String Quartet in c minor
Anton Bruckner (1824-1896) is, of course, one of the great symphonists of the last half of the 19 century. He also wrote two fine works of chamber music, which unlike his symphonies are rarely if ever performed in public. This is a shame as they have many fine qualities which, in part, shed a different light on this composer.
Brucker was originally trained as a organist and as a composer of church music. The quality of his playing was such that he was eventually able to obtain the prestigious position of cathedral organist of Linz. Although already in his mid thirties, he undertook a study of conducting and was exposed to the music of Richard Wagner.

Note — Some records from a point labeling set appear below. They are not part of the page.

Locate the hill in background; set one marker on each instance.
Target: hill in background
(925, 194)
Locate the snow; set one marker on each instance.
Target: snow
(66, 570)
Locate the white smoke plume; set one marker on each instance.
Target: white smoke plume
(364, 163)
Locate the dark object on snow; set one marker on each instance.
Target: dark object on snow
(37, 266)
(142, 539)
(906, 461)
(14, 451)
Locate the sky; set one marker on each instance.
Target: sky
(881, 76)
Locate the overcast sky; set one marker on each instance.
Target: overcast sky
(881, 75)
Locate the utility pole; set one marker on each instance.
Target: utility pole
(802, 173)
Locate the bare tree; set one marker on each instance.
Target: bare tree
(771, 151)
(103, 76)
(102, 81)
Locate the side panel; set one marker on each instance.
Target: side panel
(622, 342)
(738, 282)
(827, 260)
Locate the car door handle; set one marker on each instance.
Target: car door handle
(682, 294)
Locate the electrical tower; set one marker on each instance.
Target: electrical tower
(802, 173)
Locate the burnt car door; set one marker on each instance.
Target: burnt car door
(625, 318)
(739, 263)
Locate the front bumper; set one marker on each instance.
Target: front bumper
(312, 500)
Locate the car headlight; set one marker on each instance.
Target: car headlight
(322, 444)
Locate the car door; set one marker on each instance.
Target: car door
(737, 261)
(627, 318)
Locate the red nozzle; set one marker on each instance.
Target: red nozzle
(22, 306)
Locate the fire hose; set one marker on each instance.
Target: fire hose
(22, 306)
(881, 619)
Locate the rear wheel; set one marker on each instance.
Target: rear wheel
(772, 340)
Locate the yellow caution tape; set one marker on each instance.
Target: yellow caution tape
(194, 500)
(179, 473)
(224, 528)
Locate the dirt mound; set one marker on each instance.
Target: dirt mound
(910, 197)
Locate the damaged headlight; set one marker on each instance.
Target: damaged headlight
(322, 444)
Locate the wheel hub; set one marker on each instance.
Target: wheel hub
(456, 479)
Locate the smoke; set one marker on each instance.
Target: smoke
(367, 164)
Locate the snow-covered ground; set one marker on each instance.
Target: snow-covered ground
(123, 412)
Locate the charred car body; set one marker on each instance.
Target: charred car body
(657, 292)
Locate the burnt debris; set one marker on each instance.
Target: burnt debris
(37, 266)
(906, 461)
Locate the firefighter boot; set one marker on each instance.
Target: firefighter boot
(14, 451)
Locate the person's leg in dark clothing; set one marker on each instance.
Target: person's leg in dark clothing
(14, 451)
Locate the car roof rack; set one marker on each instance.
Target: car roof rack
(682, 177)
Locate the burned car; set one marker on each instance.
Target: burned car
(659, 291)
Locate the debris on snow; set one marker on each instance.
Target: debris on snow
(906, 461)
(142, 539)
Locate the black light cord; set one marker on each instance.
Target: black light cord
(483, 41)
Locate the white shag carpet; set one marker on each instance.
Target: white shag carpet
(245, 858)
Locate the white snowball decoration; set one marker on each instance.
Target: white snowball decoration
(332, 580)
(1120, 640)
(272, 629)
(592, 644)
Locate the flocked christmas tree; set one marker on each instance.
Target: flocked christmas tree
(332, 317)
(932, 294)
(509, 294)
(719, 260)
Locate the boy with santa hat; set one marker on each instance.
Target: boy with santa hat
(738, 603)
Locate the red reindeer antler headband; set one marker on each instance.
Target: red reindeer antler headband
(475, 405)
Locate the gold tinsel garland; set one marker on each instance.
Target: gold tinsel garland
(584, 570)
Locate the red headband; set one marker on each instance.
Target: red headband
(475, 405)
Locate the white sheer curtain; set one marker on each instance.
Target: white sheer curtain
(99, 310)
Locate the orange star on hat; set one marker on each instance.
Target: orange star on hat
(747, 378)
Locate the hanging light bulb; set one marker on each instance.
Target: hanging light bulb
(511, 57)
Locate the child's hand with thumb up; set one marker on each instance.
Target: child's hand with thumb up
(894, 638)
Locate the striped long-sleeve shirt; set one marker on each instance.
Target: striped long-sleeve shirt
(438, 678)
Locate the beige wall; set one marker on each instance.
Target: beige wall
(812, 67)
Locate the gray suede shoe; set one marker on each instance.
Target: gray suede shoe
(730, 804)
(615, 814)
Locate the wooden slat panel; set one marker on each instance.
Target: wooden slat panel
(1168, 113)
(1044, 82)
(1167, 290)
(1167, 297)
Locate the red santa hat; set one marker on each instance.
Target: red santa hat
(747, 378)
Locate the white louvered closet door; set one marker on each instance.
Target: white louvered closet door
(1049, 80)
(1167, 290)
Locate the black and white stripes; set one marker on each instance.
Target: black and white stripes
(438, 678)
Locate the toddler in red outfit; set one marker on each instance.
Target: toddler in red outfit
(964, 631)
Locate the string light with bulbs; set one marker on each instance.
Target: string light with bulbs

At the same time, he was allowed to regularly travel to Vienna where he continued his composition studies with famous teacher of counterpoint, Simon Sechter. These two events were of signal importance in Bruckner's life. Up until this point, he had been devotee of Bach, and to some extent the classical composers such as Mozart and Haydn.
At the time he wrote his quartet, in 1862, he was completing his studies with Sechter and putting the finishing touches on his technique of orchestration and instrumentation. The Quartet arose from these studies and shows the mastery of form and technique that Bruckner had attained as a result of them. Though classical in form, the thematic material is highly romantic. The opening Allegro consists of a conversational interplay between two themes, the first reminiscent of Bach, the somewhat mysterious second already showing Bruckner's later style. The second movement, Andante, begins in a subdued fashion, later a Schubertian interlude leads to the rhythmically interesting second theme. The Scherzo which follows is quite typical of Bruckner's later symphonic style. The theme comes in wave like episodes heightened by the syncopated dotted rhythm. The trio consists of a lovely Austrian Lšndler (country dance). The exciting finale, Rondo-Presto, is characterized by brilliant passages, voice leading and fine string writing.